I saw a film many years ago called In Search of Noah's Ark, wherein a model ship was built as per Biblical specs and placed in an aquarium. Guess what? It floated!

The Bible doesn't spell out the nature of life on that boat. It doesn't have to. Eight people, four couples. Wives, husbands and inlaws in each other's faces. It would've been like the Diary of Anne Frank in a floating farm. Noisy, smelly, sliding around, shoveling food, shoveling farm bi-products. Tension. Anxiety. In some versions of the story, Noah didn't sleep a wink the whole time he was in the ark.

There's a big difference between reading about it or watching it years after the fact and actually being in the middle of it as it unfolds. We can read the story of Noah with no anxiety or nail-biting because we know how it ends. Noah et al didn't. Neither did anybody not aboard the ark.

We all have periods of discomfort, grief, monumental tasks, infirmity, uncertainty. Times of trial, or testing, or searching, or waiting.
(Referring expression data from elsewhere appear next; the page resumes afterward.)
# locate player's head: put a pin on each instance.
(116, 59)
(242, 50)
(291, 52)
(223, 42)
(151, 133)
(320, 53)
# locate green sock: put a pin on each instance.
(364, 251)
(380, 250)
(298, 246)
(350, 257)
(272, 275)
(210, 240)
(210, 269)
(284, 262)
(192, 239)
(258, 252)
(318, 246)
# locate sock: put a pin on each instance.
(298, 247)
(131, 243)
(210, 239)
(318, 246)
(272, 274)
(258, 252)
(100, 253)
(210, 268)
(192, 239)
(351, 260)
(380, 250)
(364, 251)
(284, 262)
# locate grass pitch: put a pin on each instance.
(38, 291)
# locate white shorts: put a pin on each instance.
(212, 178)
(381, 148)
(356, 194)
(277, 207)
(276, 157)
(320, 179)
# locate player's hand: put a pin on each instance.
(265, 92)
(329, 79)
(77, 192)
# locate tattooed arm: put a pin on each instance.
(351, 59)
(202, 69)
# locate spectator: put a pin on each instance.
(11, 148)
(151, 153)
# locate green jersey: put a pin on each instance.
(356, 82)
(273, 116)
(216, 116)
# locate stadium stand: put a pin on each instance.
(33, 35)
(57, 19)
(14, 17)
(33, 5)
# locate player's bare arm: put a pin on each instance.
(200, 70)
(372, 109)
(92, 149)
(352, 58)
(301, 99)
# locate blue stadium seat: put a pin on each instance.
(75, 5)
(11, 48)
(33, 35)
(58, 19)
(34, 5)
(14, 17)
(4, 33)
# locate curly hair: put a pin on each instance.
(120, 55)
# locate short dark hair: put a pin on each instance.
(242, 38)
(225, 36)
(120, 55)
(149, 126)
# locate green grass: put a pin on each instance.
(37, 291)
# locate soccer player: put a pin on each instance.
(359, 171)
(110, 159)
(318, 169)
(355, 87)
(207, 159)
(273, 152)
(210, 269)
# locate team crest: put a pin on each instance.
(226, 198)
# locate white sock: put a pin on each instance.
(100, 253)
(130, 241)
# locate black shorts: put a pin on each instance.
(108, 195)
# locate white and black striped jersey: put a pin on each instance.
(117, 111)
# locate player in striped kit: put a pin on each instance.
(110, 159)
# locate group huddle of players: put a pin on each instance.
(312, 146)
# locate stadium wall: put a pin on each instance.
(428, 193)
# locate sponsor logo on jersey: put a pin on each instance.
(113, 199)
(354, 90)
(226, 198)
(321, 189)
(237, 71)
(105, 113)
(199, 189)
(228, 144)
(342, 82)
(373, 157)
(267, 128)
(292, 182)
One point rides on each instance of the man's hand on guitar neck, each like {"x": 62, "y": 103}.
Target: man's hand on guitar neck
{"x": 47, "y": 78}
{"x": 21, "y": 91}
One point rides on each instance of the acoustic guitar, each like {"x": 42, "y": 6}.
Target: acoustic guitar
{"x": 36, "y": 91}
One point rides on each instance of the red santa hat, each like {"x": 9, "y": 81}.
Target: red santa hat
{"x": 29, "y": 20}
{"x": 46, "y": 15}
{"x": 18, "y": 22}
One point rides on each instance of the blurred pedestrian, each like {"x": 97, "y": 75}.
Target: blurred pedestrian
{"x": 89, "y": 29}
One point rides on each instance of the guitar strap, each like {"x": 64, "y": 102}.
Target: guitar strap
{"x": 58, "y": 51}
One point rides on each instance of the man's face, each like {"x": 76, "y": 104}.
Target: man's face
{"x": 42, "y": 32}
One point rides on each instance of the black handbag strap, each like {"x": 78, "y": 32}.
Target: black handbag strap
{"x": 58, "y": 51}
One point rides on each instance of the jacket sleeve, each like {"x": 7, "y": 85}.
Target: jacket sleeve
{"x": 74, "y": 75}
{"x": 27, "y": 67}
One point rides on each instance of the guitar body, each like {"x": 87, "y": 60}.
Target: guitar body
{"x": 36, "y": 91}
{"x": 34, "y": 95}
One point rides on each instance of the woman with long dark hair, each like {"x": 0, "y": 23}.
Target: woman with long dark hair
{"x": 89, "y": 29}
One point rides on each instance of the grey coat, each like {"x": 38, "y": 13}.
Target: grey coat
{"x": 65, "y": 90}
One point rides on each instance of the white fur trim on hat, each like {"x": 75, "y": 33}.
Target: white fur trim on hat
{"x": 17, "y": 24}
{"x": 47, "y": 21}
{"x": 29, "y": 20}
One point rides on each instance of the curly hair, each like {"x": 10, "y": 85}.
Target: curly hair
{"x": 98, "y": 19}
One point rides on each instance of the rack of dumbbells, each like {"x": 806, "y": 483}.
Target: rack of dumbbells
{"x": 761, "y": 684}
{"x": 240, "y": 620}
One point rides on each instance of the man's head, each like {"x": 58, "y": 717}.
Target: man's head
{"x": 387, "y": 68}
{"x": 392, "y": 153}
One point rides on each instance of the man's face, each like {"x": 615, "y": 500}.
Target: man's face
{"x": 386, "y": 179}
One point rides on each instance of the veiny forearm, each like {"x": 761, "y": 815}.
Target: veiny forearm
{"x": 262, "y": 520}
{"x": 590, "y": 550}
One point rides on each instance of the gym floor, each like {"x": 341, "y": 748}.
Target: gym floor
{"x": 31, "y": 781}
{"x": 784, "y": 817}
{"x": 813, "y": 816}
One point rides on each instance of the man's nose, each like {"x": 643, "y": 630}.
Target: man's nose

We don't know how long it will last. Forty days? Forty years? A long time? A little while?

WE all have epiphanies -- realizations of truth or knowledge -- as we go through life. Scripture that manifests its meaning through our own experiences. Lessons learned.

The lesson we can learn from this old, old story is that God will not abandon us. [He promised not to flood the whole world again.] Just because our forty years feels like hard work and punishment, that doesn’t preclude it from being the work of God's grace in our lives. Things will get better. In His time. Amen.